Airflow Lab-1 – ML with Ramin

Lab Credits: Dhanush Kumar Shankar
Blog Credits: Sai Akhilesh Ande

Note:

Currenlty Airflow (pip install apache-airflow) installation is only supported for Linux based systems(MacOS, Ubuntu, etc.). On Windows, you can install it via WSL2 or use (virtual box/vmware) to install a Linux OS.
However, this specific lab uses Airflow’s Docker image to run Airflow (without any installation). Hence, this specific lab can be run on Windows, MacOS and Linux.
It is important to understand that this lab doesn’t require any virtual environment or installation of packages. We will just just specify all required packages to Docker and it will install them in a container environment. That’s the advantage of Docker.

This lab revolves around two key modules:

Docker: A platform for developing, shipping, and running applications in containers.
Airflow: A platform to programmatically author, schedule, and monitor workflows.

In this lab, we create a machine-learning workflow using Airflow which automates a task of data clustering using K-Means clustering and determining optimal number of clusters with the elbow method.

The workflow involves the following steps:

Load data from a CSV file.
Perform data preprocessing.
Build and save a K-Means clustering model.
Load the saved model and determine the optimal number of clusters based on the elbow method.

Prerequisites

Github Lab-1
Docker Desktop Installed
Basics of Docker - containers and images.

Setting up the lab

Note: If you’d like to save your work files to GitHub, setup your working directory similar to Github Lab-1 and add necessary files to .gitignore. If you just want to run the lab locally, follow the below steps.

Open the local mlops_labs directory using Visual Studio Code(VSC) and open a new terminal(use cmd for windows) inside VSC.
Create a new working directory for this lab(e.g. airflow_lab1).
Move into the working directory using the command cd airflow_lab1 in your terminal.

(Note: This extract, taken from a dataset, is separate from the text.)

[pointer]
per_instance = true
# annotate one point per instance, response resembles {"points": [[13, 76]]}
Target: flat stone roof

Getting the necessary files

Get the required files for this lab from the MLOps repo.

GitHub link

Project Structure:

    mlops_labs/
    └── airflow_lab1/
        └── dags/
            ├── data/
            │   ├── file.csv  
            │   └── test.csv
            ├── model/        
            ├── src/
            │   ├── __init__.py
            │   └── lab.py
            └── airflow.py

Airflow

We use Airflow to author workflows as directed acyclic graphs (DAGs) of tasks. The Airflow scheduler executes your tasks on an array of workers while following the specified dependencies.

References:

Prerequisites:

Local
- Docker Desktop Running
Cloud
- Linux VM
- SSH Connection
- Installed Docker Engine - Install using the convenience script

You should allocate at least 4GB memory for the Docker Engine (ideally 8GB).

Running an Apache Airflow DAG Pipeline in Docker

This guide provides detailed steps to set up and run an Apache Airflow Directed Acyclic Graph (DAG) pipeline within a Docker container using Docker Compose. The pipeline is named Airflow_Lab1”.

Make sure Docker Desktop is up and running.
In this lab, we will run Airflow inside Docker. Hence, this lab doesn’t have a requirements.txt file.

You can check if you have enough memory by running this command (optional).

 docker run --rm "debian:bullseye-slim" bash -c 'numfmt --to iec $(echo $(($(getconf _PHYS_PAGES) * $(getconf PAGE_SIZE))))'

Fetch docker-compose.yaml.

 # mac and linux users 
 curl -LfO 'https://airflow.apache.org/docs/apache-airflow/2.9.2/docker-compose.yaml'

 # windows users 
 curl -o docker-compose.yaml https://airflow.apache.org/docs/apache-airflow/2.9.2/docker-compose.yaml

Create required directories.

 # mac and linux users
 mkdir -p ./dags ./logs ./plugins ./config
    
 # windows users (if using cmd)
 mkdir dags logs plugins config

 # windows users (if using powershell)
 mkdir dags, logs, plugins, config

Setting the right Airflow user. This will create a .env file.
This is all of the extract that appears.